Big data processing is one of the critical aspects of this digital era. Companies use more artificial intelligence, machine learning, and data analytics, which produce and collect more data. Therefore, it results in massive amounts of data that needs to be queried and analyzed efficiently.
Here’s where cloud computing and Presto can help.
What Is Presto?
According to Amazon AWS definition: Presto is a distributed SQL query engine, created to perform fast analytic queries on datasets of any size. It was rebranded at the end of 2020 as Trino to separate the project from Prestodb.
Presto has the advantage of being open-source, which means it is updated regularly and developers contribute to it often.
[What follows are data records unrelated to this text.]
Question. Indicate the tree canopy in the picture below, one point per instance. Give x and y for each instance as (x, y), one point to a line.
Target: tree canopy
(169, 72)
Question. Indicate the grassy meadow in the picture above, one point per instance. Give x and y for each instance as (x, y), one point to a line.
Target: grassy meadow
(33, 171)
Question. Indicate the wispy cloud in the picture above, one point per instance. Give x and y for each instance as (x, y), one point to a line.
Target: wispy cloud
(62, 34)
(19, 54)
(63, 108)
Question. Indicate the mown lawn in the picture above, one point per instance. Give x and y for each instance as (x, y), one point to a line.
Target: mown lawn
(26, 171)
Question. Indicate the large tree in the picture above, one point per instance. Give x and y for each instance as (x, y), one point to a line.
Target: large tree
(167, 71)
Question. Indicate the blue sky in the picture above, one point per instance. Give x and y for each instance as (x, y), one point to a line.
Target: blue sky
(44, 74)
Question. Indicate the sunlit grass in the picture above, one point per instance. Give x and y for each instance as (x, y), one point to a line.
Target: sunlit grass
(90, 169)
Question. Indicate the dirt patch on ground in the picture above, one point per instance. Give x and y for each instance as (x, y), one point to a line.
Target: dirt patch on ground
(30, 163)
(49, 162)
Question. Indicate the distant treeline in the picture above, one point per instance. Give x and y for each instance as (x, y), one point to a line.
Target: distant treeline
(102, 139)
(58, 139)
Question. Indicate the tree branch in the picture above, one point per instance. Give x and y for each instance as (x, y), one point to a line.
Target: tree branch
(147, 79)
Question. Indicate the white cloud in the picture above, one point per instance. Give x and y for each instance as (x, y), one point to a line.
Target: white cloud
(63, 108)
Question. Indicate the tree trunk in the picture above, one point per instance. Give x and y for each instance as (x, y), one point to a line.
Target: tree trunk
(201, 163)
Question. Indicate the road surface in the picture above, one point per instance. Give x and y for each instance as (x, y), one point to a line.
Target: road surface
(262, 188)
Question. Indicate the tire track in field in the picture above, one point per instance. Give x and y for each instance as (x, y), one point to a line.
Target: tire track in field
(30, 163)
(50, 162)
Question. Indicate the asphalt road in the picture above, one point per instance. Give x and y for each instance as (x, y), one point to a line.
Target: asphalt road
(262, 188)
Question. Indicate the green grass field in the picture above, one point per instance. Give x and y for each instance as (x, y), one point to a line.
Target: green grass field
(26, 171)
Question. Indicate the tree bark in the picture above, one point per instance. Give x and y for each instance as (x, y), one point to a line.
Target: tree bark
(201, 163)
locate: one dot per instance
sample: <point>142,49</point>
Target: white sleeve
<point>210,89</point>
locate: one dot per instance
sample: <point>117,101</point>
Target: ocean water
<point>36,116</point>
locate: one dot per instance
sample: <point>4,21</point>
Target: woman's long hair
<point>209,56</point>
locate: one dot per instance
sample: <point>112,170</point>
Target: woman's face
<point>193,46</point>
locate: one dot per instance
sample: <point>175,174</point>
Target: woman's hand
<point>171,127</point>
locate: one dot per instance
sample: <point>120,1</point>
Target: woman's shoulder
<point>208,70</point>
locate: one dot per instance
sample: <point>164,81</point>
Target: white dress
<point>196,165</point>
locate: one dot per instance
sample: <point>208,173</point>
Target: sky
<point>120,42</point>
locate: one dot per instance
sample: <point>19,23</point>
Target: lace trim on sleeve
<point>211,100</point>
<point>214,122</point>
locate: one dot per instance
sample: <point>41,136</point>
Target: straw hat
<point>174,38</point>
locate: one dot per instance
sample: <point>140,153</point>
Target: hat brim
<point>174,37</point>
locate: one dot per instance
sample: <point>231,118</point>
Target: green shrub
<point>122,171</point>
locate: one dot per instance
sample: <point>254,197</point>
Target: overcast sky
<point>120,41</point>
The Presto platform works with non-relational data sources like:
- Amazon S3
And relational databases like:
- PostgresSQL and
- MS SQL Server
With Presto, you can query data wherever it is stored. That means you don’t need to transfer the data into a relational database or data warehouse. Presto was created for SQL and supports standard SQL semantics. This includes sub-queries, complex queries, outer joins, distinct counts, and approximate percentiles.
Executing queries is also faster, as it runs parallel to a memory-based architecture. Therefore, you don’t have to worry anymore about how long it could take to query a massive database. The results come back in seconds.
Learn how to deploy Presto and its architecture on their documentation.
Key SQL concepts are widely known. To understand how Presto works, we first need to understand its core concepts.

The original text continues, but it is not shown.